This the picture’s proportions as width versus height. DSLR sensors have a 3:2 ratio, so that photographs are 3 units wide to 2 units high. Most compact camera sensors have a slightly squarer 4:3 aspect ratio. It doesn’t matter what the units are – the ratio stays the same, so a photo could measure 3 inches by 2 inches or 6 meters by 4 meters and still have the same 3:2 aspect ratio. You can shoot in different aspect ratios by cropping the sensor area. HD video is shot in a wider 16:9 ratio.
Digital camera sensors have their own ‘native’ aspect ratio, and this is generally tied in to the sensor size. The small 1/2.3-inch sensors or similar in smartphones and point and shoot cameras have a 4:3 aspect ratio. This is also true of Micro Four Thirds cameras and medium format cameras.
The 1-inch sensors in some higher-end compact cameras have a wider 3:2 aspect ratio, as do APS-C and full frame camera sensors.
Very often, though, you need images in a different aspect ratio. Standard HD, full HD and 4K UHD video is captured in a much wider 16:9 ratio, the ratio now used for most TVs and computer monitors. This means the image captured by the sensor has to be cropped – you lose strips across the top and bottom edges. Some video cameras also capture slightly wider Cinema 4K (DCI 4K, C4K) video in the 19:10 ratio.
A few cameras have ‘multi aspect sensors’ (notably Panasonic) designed specifically to capture different aspect ratios with a more effective use of the sensor area so that there’s little or no loss in resolution when changing ratios.
This also affects the camera’s own LCD display (or viewfinder). Cameras designed for video will have a 16:9 display, but cameras designed for stills (and video) are more likely to have a 3:2 ratio display to match the sensor’s own aspect ratio – so in video mode, the display will have to be cropped with black bars top and bottom to show the wider 16:9 ratio.
It’s not just video where the required aspect ratio is not the same as the sensor’s. This happens all the time in stills photography too. If your images are being displayed online then the camera’s ‘native’ aspect ratio will be fine, as long as the website design allows for different aspect ratios. Very often, though, the way you’re displaying the photo will dictate the aspect ratio.

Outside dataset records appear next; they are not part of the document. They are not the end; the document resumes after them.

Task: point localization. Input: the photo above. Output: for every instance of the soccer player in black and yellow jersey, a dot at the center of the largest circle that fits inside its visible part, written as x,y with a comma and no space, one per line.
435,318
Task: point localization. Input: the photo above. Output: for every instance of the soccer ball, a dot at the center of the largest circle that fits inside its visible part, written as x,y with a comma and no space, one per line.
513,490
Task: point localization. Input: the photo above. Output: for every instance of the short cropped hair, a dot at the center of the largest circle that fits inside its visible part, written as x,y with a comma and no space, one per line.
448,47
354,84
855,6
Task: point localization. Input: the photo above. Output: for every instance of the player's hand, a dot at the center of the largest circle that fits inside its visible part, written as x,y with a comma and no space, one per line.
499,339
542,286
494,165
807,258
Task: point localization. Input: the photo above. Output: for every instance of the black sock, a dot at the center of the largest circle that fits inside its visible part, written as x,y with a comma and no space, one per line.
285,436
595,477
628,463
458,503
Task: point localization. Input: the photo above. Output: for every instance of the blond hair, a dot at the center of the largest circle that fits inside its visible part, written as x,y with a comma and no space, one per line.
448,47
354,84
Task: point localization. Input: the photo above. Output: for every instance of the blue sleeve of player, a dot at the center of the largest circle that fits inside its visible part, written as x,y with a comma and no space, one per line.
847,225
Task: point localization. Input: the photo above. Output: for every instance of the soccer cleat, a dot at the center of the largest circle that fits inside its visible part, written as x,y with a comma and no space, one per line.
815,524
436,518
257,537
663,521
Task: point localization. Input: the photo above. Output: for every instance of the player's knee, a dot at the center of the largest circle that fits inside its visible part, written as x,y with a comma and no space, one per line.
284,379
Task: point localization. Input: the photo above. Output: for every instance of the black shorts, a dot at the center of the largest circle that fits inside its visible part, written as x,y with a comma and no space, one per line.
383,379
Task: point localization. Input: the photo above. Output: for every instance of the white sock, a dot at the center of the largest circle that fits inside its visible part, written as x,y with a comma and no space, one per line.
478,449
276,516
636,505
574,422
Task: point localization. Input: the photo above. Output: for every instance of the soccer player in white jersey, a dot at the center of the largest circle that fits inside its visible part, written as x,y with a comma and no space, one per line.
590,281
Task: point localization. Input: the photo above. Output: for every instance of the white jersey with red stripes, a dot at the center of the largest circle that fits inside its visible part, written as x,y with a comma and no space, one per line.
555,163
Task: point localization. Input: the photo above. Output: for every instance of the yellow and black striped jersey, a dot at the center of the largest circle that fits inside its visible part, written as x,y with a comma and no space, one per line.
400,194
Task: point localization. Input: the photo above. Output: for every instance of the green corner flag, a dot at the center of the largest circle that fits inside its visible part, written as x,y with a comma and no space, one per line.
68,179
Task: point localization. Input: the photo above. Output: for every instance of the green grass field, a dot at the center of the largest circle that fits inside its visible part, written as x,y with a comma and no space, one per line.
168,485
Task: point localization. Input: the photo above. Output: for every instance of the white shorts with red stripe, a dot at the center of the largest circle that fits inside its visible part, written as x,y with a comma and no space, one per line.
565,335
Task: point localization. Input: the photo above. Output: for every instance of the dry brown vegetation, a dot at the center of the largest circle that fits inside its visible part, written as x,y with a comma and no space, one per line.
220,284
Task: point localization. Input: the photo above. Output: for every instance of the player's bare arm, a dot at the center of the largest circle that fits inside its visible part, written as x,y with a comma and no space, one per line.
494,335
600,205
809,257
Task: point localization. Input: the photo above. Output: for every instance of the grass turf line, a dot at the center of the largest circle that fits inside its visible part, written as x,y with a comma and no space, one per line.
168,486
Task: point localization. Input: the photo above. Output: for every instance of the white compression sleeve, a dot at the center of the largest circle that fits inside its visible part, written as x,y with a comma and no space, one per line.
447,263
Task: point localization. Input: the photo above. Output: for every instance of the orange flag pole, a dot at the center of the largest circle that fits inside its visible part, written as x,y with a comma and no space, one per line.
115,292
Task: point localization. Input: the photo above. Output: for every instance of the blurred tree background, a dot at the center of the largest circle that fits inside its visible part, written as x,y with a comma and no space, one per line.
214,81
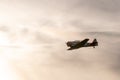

For example, if you want to post an image on Instagram, although the choice of ratios has now widened, most people still post square images, which have a 1:1 (square) aspect ratio. Or, if you want to display an image full-screen in a presentation or as a still in a video, it’s likely it will have to be in the 16:9 ratio.
Popular photo print sizes have different aspect ratios too. Postcard-sized 6” x 4” prints have the same aspect ratio as 3:2 sensors, which is handy, but 7” x 5” prints are slightly less wide and 10” x 8” prints are much ‘squarer’. A4 and A3 photo papers have the same ratio, which is half way between the 3:2 and 4:3 ratios used by most sensors.
The chief takeaway from all this is that different sensors have different aspect ratios and it’s likely that the images you capture will need a different aspect ratio again when you come to share, publish or print them. This means cropping what you’ve captured. With video, typically the camera does it; with stills, it’s something you do manually when you share/publish an image.